Preventive maintenance, monitoring, revamping, repowering, video surveillance and component care are routine activities that have the specific purpose of improving the performance of any photovoltaic system and, above all, of limiting extraordinary maintenance and the related costs.
A recent research by Wood Mackenzie gives us an idea of the order of magnitude of these expenses, and the weight they have for those who invest in renewable assets. This research estimates the weight of unexpected repairs around $ 3000/MW/year and expects an increase in investments in annual O&M operations from the current 4.5 billion dollars to a good 9 billion in 2024. These increases are mainly linked to some market factors such as the construction of new plants due to the growing demand for energy from renewable sources globally and in developing countries (+18% in 2019), and the obsolescence of the photovoltaic park existing. For example, the amount of inverters at the end of their life in 2019 is estimated at a total of 21GW, approximately 3.4% of the global market, and 174GW of plants will have inverters older than 10 years by 2024.
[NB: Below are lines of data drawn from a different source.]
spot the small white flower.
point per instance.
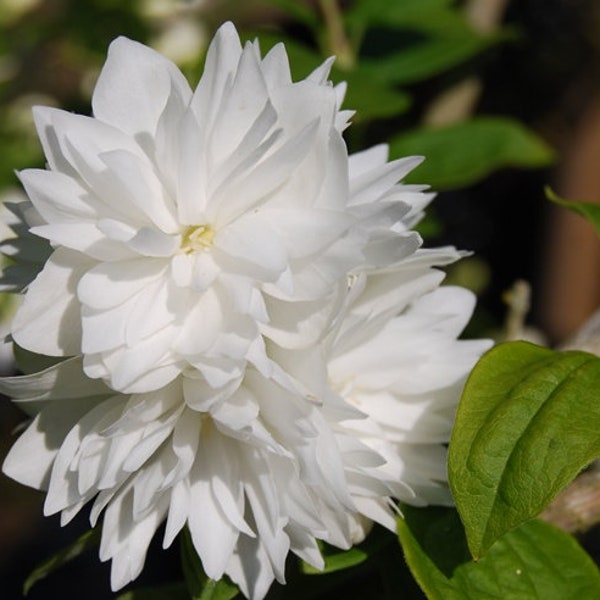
(397, 358)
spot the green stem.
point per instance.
(337, 39)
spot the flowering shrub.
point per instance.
(250, 343)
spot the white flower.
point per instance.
(262, 474)
(213, 251)
(193, 229)
(397, 358)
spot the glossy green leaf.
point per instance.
(171, 591)
(588, 210)
(200, 587)
(527, 423)
(462, 154)
(336, 560)
(533, 562)
(87, 541)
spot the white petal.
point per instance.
(134, 87)
(48, 321)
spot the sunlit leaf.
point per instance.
(200, 587)
(588, 210)
(463, 153)
(527, 423)
(533, 562)
(88, 540)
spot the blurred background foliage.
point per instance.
(492, 92)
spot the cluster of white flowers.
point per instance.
(251, 341)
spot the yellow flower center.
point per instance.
(197, 239)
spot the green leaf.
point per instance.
(336, 560)
(384, 12)
(87, 541)
(527, 423)
(442, 41)
(463, 153)
(299, 12)
(200, 587)
(534, 562)
(589, 211)
(170, 591)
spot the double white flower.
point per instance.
(238, 295)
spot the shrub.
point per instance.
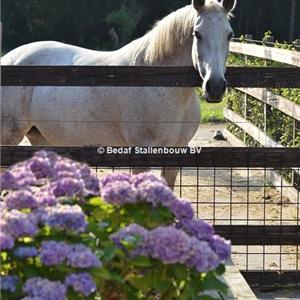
(67, 235)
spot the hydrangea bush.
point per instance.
(67, 235)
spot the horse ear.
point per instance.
(198, 4)
(229, 5)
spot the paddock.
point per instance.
(229, 187)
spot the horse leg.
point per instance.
(170, 174)
(36, 138)
(14, 114)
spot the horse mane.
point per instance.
(169, 34)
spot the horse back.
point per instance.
(43, 53)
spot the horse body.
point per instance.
(112, 116)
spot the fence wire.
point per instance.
(251, 197)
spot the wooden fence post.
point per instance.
(297, 44)
(249, 39)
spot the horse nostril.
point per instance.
(208, 86)
(224, 87)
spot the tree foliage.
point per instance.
(108, 24)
In front of figures of this magnitude, it is inevitable that asset managers and those who invest capital in the photovoltaic industry are constantly looking for a solution to minimize management costs. This solution is called digital technology and arises in the use of new generation monitoring, remote control platforms and artificial intelligence.
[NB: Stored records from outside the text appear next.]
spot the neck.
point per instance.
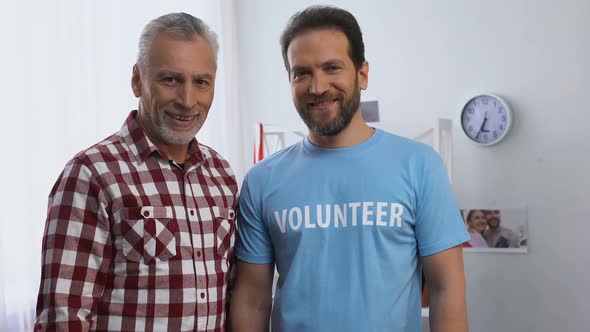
(356, 133)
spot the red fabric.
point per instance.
(261, 143)
(135, 242)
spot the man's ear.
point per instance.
(363, 75)
(136, 81)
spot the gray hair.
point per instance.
(181, 24)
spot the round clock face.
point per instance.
(486, 119)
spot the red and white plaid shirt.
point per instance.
(134, 242)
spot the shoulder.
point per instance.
(110, 148)
(275, 163)
(213, 157)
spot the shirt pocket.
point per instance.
(148, 234)
(224, 226)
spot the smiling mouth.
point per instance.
(182, 117)
(321, 102)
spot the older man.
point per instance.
(140, 227)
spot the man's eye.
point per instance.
(170, 80)
(298, 75)
(202, 83)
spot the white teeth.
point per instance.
(182, 118)
(322, 102)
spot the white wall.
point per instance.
(426, 59)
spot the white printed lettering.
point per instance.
(367, 213)
(308, 223)
(281, 220)
(295, 224)
(381, 213)
(354, 206)
(396, 214)
(340, 214)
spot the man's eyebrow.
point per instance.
(208, 77)
(163, 73)
(333, 62)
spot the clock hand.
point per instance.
(485, 119)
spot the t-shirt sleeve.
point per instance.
(439, 225)
(254, 244)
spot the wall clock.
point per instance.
(486, 119)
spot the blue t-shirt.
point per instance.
(346, 228)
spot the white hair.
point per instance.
(181, 24)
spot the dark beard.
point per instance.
(348, 108)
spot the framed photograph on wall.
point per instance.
(496, 230)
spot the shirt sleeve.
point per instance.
(75, 253)
(254, 243)
(439, 225)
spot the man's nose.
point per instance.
(319, 85)
(187, 96)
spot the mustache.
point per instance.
(311, 98)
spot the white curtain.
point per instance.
(65, 85)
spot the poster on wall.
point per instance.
(496, 230)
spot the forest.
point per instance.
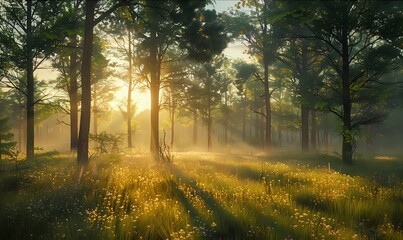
(201, 119)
The use of monitoring and remote control systems in the photovoltaic industry has already allowed great improvements in the rationalization of human intervention. In fact it has decreased the amount of technical personnel necessary for the maintenance of a single MW of power. Indeed, in recent years we have gone from a ratio of 1 technician for 20MW to 1 technician for 40-60MW, however there is still much that digital technology can do. In most cases, in fact, asset managers have noticed that a simple monitoring system, despite being the perfect solution on paper, encounters structural difficulties that call into question its effectiveness. Especially in older systems many components are not sophisticated enough to manage multiple communication protocols, few are able to track in real time what happens with adequate diagnostic tools and even less are able to independently perform periodic assessments, even basic, on plant performance.
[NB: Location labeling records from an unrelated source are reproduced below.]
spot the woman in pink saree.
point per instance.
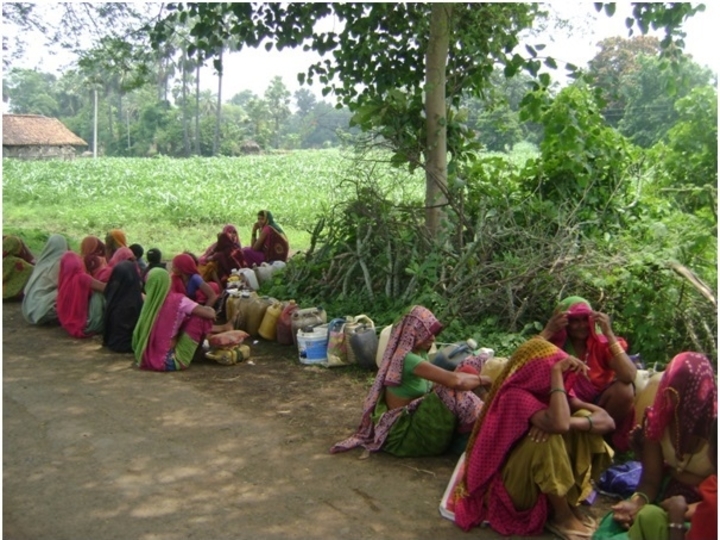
(534, 450)
(80, 302)
(171, 327)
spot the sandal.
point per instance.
(568, 534)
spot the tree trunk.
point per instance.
(435, 114)
(197, 106)
(218, 118)
(186, 138)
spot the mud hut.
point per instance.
(31, 136)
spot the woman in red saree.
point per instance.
(587, 334)
(534, 450)
(415, 408)
(80, 303)
(171, 327)
(92, 250)
(186, 279)
(269, 242)
(221, 258)
(122, 254)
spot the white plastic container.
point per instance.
(312, 345)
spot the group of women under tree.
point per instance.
(550, 424)
(160, 314)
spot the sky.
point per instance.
(253, 69)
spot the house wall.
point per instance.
(39, 152)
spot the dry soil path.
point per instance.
(95, 449)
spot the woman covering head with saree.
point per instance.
(170, 328)
(222, 257)
(18, 263)
(40, 293)
(587, 334)
(80, 303)
(114, 240)
(122, 254)
(534, 450)
(92, 250)
(123, 302)
(186, 279)
(404, 413)
(672, 445)
(269, 242)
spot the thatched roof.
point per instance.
(36, 130)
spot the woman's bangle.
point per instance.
(642, 496)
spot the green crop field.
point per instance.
(178, 204)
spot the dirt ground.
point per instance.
(94, 448)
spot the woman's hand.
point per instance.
(602, 320)
(571, 363)
(624, 512)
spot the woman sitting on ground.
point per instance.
(269, 242)
(114, 240)
(171, 327)
(18, 264)
(186, 279)
(40, 293)
(672, 445)
(535, 449)
(92, 250)
(587, 335)
(221, 258)
(123, 302)
(122, 254)
(415, 408)
(80, 303)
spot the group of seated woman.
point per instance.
(108, 289)
(549, 427)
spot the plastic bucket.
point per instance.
(312, 345)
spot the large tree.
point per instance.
(431, 52)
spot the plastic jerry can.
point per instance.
(268, 327)
(364, 345)
(284, 324)
(307, 317)
(449, 356)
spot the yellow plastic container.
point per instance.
(268, 326)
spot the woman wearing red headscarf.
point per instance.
(673, 446)
(187, 280)
(405, 414)
(92, 250)
(80, 303)
(221, 258)
(587, 334)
How to fill these gaps? Using new generation systems!
The most modern monitoring and remote control solutions, thanks to technological evolution, are able to interconnect with all devices present in the system, control their operation and collect huge amounts of data. In addition, combined with the increasingly intense use of artificial intelligence, they allow owners of renewable assets to manage O&M operations through predictive analysis and machine learning, automatically sharing the flow of information with Enterprise Resource Planning systems (ERP) chosen for global management.
Investing in an end-to-end digital platform for monitoring allows not only a great improvement in process efficiency, but also a decrease of the costs associated with managing the portfolios of photovoltaic systems.